Corticosteroids should, therefore, be avoided as far as possible for the treatment of psoriasis. Methotrexate is generally useful for extensive plaque-type psoriasis, psoriasis erythroderma, pustular psoriasis and psoriasis with arthropathy. It can be given either in a single dose of six to nine tablets (2.5 mg each) or in three 12-hourly doses, once a week, and most of the cases would be under control within a few weeks.
Methotrexate can then be gradually withdrawn at the rate of one or two tablets per month taking the clinical condition of the patient as the guideline. A small dose may be continued for several months as a maintenance if the patient tends to relapse on withdrawing the dose completely. The main drawback of treatment with methotrexate is its toxicity.
It should not be given to pregnant ladies or children, and a strict check should be maintained on SGOT and SGPT levels and total leucocyte counts at least once a month.

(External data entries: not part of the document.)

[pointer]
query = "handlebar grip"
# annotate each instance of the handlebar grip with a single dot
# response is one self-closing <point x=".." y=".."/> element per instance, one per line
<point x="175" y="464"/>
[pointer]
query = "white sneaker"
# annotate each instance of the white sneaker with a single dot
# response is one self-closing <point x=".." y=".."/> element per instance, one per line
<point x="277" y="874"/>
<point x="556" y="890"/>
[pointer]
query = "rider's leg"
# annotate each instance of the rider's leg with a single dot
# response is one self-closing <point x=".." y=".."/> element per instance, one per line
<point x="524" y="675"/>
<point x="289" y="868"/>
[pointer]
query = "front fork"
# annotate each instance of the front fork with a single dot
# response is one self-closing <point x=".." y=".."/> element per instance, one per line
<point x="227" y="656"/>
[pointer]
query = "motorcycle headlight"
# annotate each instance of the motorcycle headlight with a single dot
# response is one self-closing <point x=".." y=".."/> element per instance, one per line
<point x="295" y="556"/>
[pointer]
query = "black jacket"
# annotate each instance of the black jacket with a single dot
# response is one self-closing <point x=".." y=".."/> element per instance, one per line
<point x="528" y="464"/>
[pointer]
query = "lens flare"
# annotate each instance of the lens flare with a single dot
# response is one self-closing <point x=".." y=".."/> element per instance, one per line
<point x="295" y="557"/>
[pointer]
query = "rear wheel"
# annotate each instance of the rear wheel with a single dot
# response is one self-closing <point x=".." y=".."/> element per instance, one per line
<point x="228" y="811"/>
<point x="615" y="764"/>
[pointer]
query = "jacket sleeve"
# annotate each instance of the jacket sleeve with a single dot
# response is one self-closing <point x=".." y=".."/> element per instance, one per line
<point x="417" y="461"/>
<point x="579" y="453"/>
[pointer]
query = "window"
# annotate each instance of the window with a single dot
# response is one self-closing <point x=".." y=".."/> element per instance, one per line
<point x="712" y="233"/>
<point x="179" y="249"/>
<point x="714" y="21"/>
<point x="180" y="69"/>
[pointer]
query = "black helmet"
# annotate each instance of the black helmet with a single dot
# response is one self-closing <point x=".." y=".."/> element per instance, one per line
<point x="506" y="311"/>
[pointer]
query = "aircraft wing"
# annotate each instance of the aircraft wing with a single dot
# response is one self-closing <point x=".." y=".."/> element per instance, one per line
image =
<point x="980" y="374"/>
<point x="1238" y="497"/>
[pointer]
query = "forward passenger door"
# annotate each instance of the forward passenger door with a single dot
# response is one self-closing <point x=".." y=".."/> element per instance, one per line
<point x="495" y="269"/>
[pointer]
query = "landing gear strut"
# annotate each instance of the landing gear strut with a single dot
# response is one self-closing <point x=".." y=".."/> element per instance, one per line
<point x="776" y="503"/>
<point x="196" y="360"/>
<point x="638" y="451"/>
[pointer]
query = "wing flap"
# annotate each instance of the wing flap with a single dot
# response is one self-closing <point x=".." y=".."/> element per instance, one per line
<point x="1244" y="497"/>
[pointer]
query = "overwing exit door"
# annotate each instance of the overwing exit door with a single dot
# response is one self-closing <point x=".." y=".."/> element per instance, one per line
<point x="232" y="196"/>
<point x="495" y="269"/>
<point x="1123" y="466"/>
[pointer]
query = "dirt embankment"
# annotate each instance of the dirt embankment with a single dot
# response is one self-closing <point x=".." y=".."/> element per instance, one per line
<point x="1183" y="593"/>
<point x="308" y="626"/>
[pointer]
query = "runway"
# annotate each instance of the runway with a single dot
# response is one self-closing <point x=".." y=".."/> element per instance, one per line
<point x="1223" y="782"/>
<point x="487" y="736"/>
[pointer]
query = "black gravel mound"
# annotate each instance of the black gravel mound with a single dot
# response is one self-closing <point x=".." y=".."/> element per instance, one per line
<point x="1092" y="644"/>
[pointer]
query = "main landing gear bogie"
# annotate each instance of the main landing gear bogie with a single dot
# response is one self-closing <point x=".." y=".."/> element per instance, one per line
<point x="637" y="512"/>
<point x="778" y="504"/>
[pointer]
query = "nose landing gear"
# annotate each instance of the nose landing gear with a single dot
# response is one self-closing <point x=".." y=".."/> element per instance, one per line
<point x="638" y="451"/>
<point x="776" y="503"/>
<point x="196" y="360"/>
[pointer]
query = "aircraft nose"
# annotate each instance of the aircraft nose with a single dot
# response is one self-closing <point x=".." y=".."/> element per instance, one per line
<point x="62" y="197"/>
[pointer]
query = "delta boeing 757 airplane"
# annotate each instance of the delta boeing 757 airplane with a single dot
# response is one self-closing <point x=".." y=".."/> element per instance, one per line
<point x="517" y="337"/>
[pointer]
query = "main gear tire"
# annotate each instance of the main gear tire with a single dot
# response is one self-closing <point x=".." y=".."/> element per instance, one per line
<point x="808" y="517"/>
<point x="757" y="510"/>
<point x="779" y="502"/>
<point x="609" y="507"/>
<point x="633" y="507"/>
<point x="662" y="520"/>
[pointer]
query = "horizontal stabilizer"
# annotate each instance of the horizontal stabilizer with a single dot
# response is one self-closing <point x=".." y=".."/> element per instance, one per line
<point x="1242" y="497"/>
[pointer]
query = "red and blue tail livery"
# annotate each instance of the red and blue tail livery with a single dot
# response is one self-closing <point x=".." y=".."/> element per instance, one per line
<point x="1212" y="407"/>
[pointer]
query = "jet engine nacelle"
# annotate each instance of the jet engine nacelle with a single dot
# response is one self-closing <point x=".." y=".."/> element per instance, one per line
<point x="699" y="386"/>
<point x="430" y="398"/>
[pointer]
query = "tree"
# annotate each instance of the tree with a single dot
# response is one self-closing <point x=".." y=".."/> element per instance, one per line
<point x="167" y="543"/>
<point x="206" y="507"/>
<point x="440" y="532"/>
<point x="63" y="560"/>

In case there is any rise in the levels of these liver enzymes or a decrease in the TLC below 4000 cells/cu. mm, treatment with methotrexate should be suspended till the values return to normal. Some authorities recommend liver biopsies at 6-12 month intervals to keep a control on the development of cirrhosis and stop at a total dose of 2 gm. Other cytotoxic drugs are less effective.
An alternative method consists of giving oral psoralens in a dose of 10 to 30 mg a day followed two to four hours later by exposure to long wave ultraviolet UVA light (320-400 nm) in the same manner as for vitiligo. This treatment is called PUVA. Since this therapy requires daily visits to the clinic, it should be reserved for only a few selected cases who do not respond to routine treatment.
Use of sunlight instead of long wave ultraviolet light has also been recommended and is called PUVASOL. The duration of exposure can, in the beginning, be five minutes, to be raised later to 30 minutes depending upon the patient’s tolerance. In severe cases who are resistant to other measures, repeated hemodialysis or peritoneal dialysis have also been observed to result in remissions. The mode of action of these procedures is not understood.
For localized patches of psoriasis or if the lesions are resistant to local therapy, intralesional corticosteroids or occlusive dressing with corticosteroid ointments are very useful.
Patients having guttate psoriasis usually respond to one or two courses of systemic antibiotics. One can start with any antibiotic and if there is no response within a week’s time, it is better to try another antibiotic during the next week. The antibiotic should be continued till the guttate lesions have regressed completely. The response to antibiotics, however, is not uniform in all cases, and some patients respond to even ketoconazole given in an oral dose of 200 mg a day.